The value of goods moved between the U.S. and its North American Free Trade Agreement partners Canada and Mexico was up in April 2013 74.4 percent from April 2009, the heart of the most recent recession, according to data released this week by the U.S. Department of Transportation’s Bureau of Transportation Statistics.
That figure does not account for inflation, however.
$99 billion worth of freight was moved between the U.S. and NAFTA partners in April, and 60.6 percent —$60 billion — of that was carried via truck. That number — $99 billion — also represents a 7.4 percent increase over April 2012.
Surface transportation modes overall — truck, rail and pipeline — carried 82.5 percent of the NAFTA freight, BTS says.

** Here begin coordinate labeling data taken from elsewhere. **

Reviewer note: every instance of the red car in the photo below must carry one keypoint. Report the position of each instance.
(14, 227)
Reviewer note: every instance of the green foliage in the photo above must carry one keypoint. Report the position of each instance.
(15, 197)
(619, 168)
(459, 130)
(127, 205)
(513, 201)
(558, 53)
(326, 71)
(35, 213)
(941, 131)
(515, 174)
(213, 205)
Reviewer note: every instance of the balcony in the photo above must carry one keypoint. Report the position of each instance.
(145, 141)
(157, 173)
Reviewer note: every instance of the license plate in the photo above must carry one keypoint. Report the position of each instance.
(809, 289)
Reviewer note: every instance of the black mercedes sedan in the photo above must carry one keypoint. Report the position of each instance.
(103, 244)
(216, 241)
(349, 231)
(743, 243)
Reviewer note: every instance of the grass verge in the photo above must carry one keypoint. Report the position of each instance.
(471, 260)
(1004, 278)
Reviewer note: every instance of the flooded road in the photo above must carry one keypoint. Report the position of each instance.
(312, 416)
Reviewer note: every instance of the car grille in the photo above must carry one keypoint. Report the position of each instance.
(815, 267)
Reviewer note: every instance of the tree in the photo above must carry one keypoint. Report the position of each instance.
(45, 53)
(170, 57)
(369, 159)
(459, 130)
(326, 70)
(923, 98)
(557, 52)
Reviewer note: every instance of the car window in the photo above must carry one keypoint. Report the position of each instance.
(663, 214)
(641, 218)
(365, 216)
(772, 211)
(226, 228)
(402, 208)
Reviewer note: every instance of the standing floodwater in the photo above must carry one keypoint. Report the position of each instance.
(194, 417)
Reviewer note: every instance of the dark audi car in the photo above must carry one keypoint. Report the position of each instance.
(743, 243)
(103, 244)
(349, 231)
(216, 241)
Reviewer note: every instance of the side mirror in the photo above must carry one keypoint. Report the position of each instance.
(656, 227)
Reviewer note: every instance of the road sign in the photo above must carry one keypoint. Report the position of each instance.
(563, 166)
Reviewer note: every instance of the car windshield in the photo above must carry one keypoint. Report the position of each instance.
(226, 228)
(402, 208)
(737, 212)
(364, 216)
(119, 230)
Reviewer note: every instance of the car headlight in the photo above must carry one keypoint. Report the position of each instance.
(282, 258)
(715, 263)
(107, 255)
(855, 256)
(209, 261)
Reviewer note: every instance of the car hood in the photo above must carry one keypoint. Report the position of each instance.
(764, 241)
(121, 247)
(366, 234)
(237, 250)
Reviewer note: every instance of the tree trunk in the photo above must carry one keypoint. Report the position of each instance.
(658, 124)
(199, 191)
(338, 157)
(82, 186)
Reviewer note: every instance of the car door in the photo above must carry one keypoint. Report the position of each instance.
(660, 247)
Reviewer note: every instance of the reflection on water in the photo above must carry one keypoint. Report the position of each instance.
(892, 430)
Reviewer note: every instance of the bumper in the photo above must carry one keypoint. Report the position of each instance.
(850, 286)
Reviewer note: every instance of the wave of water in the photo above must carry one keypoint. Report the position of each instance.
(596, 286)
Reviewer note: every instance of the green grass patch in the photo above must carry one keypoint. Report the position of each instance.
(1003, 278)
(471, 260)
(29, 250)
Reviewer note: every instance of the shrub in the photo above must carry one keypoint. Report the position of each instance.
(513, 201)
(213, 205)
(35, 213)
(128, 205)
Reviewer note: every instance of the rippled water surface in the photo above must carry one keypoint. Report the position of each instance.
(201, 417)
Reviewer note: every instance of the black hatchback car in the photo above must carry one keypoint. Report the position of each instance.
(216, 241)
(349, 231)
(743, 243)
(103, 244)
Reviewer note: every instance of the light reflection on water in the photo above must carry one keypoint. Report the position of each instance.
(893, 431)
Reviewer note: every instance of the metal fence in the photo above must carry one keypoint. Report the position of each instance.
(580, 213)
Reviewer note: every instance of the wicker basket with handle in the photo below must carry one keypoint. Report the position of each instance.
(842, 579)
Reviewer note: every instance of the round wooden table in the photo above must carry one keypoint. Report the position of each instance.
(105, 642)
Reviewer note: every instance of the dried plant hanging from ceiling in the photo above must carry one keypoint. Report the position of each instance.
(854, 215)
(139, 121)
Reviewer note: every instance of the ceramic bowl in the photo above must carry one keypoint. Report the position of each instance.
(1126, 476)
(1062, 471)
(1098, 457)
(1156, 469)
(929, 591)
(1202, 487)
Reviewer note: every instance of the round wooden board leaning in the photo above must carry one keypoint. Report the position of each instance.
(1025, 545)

Trucks carried 55.2 percent of the $54.7 billion of freight flow between the U.S. and Canada and 67.3 percent of the $44.2 billion in freight moved between the U.S. and Mexico. Surface transportation accounted for 84 percent of U.S.-Canadian freight movement and 80.7 percent of freight movement between the U.S. and Mexico.
Month over month, freight flow between the U.S. and NAFTA partners rose 3.6 percent from March to April. Freight movement via truck increased 4.6 percent.
Year over year, the value of freight carried by truck rose 8.6 percent.
Michigan led all states in goods moved to and from Canada with $6.4 billion. Ohio and New Jersey, however, saw year-over-year increases of 15.9 percent and 15.6 percent respectively.
Texas again led all states in movement of goods to and from Mexico, accounting for $17 billion. Louisiana however saw a large year-over-year increase in transported goods with Mexico — 61.1 percent.